I realized I haven’t actually posted anything to the blog in…well…ever? So allow this to be my first post!
Today I will talk about the use of “game rips” in cosplay and prop making/reproduction. What is a “game rip” you ask, you delightfully curious straw person you? Well, it is a 3D model extracted from a game (or some other software).
Traditionally, polygonal models ‘ripped’ or extracted from games were extremely simplistic, as the hardware couldn’t keep up with too much geometry. The artists would therefore use texturing(basically paint) to fill in the details the 3D model couldn’t have. This is still done, of course, but now 3D models are a lot more intricate to help not only/necessarily for realism but for things such as special effects and lighting.
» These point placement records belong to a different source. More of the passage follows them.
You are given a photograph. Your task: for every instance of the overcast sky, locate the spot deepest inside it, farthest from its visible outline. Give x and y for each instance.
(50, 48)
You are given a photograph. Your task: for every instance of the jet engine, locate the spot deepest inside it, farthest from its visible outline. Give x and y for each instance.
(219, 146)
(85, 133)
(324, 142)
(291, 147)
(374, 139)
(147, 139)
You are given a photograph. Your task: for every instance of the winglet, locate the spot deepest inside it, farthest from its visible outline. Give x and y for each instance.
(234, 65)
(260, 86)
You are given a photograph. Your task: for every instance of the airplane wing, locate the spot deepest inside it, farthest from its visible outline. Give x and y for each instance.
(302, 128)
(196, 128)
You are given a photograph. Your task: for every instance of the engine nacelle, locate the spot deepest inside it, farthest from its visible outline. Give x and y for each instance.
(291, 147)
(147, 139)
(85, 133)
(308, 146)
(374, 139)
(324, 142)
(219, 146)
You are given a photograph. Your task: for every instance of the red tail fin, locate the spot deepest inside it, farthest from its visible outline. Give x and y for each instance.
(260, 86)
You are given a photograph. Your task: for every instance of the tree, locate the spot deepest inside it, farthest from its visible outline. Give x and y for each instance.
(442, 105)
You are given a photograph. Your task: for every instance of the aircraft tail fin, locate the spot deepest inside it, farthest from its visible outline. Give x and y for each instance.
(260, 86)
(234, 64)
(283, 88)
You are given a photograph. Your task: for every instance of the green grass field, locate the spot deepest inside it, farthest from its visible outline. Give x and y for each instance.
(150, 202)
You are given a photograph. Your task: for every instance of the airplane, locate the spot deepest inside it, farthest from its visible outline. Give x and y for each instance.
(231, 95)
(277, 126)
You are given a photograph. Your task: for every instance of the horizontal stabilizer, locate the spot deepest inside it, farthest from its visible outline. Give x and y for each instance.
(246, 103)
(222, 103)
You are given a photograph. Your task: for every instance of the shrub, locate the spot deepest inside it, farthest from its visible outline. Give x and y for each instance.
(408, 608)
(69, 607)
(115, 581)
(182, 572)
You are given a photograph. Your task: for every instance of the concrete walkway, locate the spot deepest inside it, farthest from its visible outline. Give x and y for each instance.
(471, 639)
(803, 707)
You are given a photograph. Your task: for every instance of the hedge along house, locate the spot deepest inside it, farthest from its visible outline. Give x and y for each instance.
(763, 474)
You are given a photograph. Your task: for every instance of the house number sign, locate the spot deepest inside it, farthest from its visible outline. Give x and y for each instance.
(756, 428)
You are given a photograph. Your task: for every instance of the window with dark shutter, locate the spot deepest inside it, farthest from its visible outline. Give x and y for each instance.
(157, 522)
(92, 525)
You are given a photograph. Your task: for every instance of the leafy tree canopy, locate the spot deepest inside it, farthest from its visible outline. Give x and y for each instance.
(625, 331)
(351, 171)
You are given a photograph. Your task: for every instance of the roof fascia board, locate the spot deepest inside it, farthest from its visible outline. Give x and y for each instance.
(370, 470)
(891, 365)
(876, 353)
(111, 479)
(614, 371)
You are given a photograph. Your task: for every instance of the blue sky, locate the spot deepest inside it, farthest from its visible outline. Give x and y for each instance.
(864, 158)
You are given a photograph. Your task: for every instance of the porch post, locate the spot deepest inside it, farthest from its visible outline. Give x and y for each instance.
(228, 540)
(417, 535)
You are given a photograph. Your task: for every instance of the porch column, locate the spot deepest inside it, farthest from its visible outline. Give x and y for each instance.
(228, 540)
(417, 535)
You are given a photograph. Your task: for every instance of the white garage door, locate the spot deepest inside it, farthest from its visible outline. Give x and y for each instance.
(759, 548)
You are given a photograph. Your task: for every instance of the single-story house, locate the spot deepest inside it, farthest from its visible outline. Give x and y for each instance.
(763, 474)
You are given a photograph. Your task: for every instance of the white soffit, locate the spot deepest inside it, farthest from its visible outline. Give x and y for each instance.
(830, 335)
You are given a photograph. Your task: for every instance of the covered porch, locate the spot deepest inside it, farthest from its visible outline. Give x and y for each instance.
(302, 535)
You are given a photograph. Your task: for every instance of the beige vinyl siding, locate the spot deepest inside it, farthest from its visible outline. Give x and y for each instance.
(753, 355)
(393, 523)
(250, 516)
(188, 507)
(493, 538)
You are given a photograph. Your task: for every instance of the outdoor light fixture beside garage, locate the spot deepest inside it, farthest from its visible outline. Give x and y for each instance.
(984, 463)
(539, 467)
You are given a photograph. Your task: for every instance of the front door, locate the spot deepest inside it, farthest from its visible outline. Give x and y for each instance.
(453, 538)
That isn’t to say low poly models are useless. In fact, a traditional use for them has been converting them to papekura.
Papekura basically means papercraft. And for projects like helmets and armour it can be used to great effect to get a general shape going, to later be replaced/covered by foam, bondo, fiberglass, eva foam clay, whatever, which will be in sufficient thickness to later be smoothed out, so the sharp edges won’t be as much an issue. But we’ll get to that later.
As gaming machines got higher tech with the ability to crunch more polygons per screen (with whatever hardware you could keep away from the cryptoscammers) game models started being nearly good enough for use in cosplay as-is.
Combine that with the easy availability of 3D printers or 3D print services and you can literally manifest some as actual tangible plastic THINGS.
So should we?
I want to make something clear: using 3d game models in your cosplay is not a cheat code. [hur hur, game pun, geddit?]
I say this because it can be a lot of work! And to even think about it, you need to be familiar with, or acquire the models from someone with the following skill sets:
“But wait”, the curious strawman exclaims, “can’t I just download the model from someone else”?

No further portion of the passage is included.